It was a weekday and the daddy sported jeans and a two-day stubble – a clear sign that his work was probably non-professional. And judging by his mate’s casual dress, she too (if employed) was blue collar. They appeared to be of modest financial means. But they seemed happy enough to me. After a few moments, the man saw that he was in my way and apologized. I replied that it was “no problem.” I often utter that phrase reflexively, not really meaning it. This time, I was grateful for the interruption.
After I had finished shopping, I headed for the checkout. When it was my turn, I placed my items on the conveyor belt. The clerk asked if I had a preferred shopper card. My answer was “no.” As she began to scan my purchases, the older woman behind me reached over and swiped her own discount card through the reader for me, saying as she did so, “Hon, no one should have to pay full price.”
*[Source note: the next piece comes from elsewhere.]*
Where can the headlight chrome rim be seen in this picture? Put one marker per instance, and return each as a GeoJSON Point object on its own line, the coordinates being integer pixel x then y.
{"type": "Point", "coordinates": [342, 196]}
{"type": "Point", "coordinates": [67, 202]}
Then there was the African-American couple I encountered at Pipestem State Park. They were entering a primitive Homestead House (set up as a kind of small museum) just as I was exiting it. As I passed them, I remarked that the place was tiny. The woman began singing: “Let me tell you a story ‘bout a man named Jed, a poor mountaineer barely kept his family fed…” She smiled and said that the house reminded her of the one in featured in The Beverly Hillbillies. She said it used to be her favorite television show. She paused for a moment and added, “It still is!”
I was taken aback. I wondered if the woman was pulling my leg. I couldn’t imagine a person from back home in Greater Cleveland, for example (black or white), making a similar claim. Most urban residents today find that old program to be quaint at best, and over-the-top hokey (that is, insulting to country folks) at worst. But a few more moments of pleasant conversation, her half carried out in a lyrical twang, convinced me that she was sincere.
Her speech pattern jogged my memory. It reminded me that when blacks converse in diverse locations in America, as well as in faraway places like England and Australia, they employ the same regional accents as do people of other races. Experiencing that phenomenon always serves as a small reminder to me that, everywhere, people are people. That when placed in similar circumstances, they all act pretty much the same.
Considering his many false impressions of small-town Americans, it is a lesson that Barack Obama seems yet to learn.
The man I observed in the grocery store in Hinton, West Virginia probably owns a shotgun. And he, his wife, and their child probably attend church now and then too. But I can assure Barack Obama, they aren’t “bitter.” Neither are the black folks I met in the park. And none among them has antipathy for people who don’t look (or talk) like them.